Another issue has arisen related to remote rebooting. It turns out that if I execute 'reboot' while in a remote SSH session, the reboot script kills the SSH daemon, which kills the SSH connection, which kills the current shell, which kills execution of the script before all of the script commands are executed. This results in the system staying up, but with the SSH daemon shutdown, leaving me no way to further remotely control the system. Only an on-site reboot will work at that point.

I have found that the solution is to run the reboot command in a detached sub-shell by enclosing it in parentheses. Since I probably wouldn't remember to do that when the moment came to enter the command, I have created a small script that replaces the default reboot command, /sbin/reboot', now renamed '/sbin/reboot.orig'. It starts a detached sub-shell which then calls the renamed default command:

#!/bin/bash

(reboot.orig) &
exit

It just occurs to me that another approach would be to create a watchdog of sorts that would restart the ssh daemon if it is not found running. This would resurrect my ability to try again to use the correct commands to shutdown. But with my little replacement script now in place there is no need.

Remote backup at AR - 2017-10-24

XOLogic has closed its SSH capability from the outside, thus preventing future offsite backups to those premises.

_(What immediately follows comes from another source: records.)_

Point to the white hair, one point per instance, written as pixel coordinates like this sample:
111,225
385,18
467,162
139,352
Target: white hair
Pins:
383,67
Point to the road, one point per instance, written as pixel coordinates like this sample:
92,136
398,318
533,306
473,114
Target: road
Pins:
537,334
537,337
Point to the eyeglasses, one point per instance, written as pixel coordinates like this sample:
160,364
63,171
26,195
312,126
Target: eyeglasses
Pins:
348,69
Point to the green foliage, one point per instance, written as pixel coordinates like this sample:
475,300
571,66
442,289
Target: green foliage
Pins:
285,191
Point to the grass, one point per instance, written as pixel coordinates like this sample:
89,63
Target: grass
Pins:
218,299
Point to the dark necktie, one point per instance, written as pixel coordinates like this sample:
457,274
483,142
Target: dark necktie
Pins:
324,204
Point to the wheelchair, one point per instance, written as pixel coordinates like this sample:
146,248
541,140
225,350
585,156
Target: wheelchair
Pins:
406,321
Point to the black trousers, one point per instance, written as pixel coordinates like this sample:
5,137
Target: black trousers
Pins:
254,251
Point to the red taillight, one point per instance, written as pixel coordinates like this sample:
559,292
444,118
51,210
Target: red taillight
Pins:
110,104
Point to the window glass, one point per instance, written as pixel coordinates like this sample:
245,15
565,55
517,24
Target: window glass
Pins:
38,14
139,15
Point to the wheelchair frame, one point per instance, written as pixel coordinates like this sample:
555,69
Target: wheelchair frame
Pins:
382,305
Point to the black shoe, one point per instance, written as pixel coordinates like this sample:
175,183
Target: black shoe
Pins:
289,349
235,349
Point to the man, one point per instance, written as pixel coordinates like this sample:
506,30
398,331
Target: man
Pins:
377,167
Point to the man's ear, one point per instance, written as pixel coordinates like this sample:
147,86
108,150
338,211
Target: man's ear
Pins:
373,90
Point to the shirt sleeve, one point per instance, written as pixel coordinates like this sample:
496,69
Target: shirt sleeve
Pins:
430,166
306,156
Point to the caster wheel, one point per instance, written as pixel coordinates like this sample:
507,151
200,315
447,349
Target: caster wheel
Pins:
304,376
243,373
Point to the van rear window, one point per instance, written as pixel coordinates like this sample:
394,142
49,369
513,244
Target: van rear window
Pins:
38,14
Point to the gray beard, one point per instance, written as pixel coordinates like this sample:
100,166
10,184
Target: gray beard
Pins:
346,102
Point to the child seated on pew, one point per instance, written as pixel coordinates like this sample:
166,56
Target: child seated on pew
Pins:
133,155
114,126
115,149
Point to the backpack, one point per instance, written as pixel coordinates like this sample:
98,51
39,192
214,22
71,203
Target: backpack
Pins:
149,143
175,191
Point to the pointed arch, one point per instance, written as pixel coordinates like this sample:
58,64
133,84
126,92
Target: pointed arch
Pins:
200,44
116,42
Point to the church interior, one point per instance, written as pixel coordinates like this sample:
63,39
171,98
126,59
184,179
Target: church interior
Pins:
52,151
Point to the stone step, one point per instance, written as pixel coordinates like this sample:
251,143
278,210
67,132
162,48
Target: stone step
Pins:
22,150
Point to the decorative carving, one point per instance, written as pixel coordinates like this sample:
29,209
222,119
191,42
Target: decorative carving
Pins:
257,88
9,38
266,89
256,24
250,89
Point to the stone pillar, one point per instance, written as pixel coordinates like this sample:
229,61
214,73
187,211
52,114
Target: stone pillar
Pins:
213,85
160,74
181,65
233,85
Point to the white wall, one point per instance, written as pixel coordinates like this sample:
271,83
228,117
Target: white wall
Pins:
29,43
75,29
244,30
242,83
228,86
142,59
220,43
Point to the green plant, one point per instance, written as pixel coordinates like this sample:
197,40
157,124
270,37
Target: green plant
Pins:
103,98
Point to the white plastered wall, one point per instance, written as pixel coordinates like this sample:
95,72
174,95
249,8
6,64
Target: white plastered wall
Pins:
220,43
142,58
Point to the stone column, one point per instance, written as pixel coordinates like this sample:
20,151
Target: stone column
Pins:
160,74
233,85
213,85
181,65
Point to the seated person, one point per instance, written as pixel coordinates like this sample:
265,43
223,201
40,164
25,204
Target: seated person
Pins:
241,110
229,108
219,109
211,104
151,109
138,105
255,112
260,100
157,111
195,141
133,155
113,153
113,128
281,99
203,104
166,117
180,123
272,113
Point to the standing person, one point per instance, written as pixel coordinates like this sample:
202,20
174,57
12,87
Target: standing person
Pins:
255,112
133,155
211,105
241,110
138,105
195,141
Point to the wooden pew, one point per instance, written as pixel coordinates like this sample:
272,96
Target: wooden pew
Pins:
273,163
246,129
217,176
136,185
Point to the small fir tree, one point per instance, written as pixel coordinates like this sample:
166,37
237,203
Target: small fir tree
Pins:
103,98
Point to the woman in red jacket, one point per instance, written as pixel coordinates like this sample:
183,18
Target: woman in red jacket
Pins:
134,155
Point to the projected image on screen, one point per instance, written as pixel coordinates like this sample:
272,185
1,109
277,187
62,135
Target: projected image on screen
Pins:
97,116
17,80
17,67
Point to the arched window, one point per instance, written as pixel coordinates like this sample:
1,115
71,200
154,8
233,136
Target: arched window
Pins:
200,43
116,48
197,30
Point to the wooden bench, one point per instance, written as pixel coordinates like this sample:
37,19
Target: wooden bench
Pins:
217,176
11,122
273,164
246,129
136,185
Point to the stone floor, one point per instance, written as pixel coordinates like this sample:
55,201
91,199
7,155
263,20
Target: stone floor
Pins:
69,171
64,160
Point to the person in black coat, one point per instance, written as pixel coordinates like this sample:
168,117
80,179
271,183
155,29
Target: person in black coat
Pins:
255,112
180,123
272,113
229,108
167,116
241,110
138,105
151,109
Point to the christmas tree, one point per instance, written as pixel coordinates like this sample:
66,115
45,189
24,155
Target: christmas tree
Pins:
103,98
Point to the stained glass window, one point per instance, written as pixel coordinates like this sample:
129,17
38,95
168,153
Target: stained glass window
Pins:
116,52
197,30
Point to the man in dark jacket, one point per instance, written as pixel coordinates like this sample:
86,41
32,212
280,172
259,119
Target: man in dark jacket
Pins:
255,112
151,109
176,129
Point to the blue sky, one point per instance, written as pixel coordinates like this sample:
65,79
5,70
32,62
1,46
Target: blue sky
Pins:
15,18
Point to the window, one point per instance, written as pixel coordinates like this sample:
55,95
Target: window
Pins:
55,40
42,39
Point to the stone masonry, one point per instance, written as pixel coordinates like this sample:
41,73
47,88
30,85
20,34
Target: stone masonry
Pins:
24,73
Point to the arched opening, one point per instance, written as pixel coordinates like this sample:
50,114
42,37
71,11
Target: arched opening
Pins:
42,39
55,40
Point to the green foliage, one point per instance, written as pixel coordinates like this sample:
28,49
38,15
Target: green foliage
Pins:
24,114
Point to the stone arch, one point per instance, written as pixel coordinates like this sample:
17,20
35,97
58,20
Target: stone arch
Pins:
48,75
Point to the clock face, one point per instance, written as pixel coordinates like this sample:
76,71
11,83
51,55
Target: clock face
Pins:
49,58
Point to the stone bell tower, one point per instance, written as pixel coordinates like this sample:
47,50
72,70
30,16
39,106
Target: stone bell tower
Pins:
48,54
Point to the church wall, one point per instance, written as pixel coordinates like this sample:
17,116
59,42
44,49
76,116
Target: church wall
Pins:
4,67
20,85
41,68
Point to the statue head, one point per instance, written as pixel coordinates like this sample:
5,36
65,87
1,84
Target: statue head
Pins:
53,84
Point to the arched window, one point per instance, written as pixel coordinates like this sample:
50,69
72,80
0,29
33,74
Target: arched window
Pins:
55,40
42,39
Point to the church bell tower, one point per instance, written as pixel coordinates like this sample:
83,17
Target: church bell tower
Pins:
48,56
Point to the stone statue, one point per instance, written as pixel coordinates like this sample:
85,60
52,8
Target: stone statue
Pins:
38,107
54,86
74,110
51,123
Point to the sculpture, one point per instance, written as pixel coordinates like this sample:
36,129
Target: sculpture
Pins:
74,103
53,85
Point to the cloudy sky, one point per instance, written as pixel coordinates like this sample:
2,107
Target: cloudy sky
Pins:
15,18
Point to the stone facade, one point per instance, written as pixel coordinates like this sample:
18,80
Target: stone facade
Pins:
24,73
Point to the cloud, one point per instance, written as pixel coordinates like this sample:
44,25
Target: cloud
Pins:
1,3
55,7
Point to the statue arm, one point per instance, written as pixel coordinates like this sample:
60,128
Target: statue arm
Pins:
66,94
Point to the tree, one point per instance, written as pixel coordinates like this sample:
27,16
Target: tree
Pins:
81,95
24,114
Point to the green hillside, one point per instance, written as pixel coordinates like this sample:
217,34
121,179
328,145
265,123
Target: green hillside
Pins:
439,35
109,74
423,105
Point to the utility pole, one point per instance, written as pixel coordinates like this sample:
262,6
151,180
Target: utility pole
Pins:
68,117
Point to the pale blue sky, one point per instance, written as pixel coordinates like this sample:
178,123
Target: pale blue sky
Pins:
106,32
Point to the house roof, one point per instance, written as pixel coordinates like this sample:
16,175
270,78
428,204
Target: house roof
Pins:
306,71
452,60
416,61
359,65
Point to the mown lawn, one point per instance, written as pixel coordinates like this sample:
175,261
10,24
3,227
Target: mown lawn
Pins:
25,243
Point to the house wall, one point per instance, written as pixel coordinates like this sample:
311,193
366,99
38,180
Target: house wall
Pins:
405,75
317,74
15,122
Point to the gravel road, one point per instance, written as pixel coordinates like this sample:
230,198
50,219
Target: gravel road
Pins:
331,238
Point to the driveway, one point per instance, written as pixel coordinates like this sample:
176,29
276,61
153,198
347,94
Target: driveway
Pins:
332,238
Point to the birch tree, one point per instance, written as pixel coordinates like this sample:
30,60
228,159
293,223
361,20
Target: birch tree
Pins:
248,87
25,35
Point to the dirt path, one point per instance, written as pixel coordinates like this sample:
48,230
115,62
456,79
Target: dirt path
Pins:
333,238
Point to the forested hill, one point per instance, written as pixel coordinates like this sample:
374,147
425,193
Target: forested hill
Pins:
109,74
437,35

Instead, I have removed the equipment (thin client EYE) from XOLogic and relocated it in the gazebo, which does have a hardwire connection to the local network. Copying HUMBABA's public ssh key to EYE:/root/.ssh/authorized_keys, and couple of small adjustments to the initialization section of HUMBABA:/root/offsitebackup/offsitebackup.sh were all the actions required to re-enable the backups.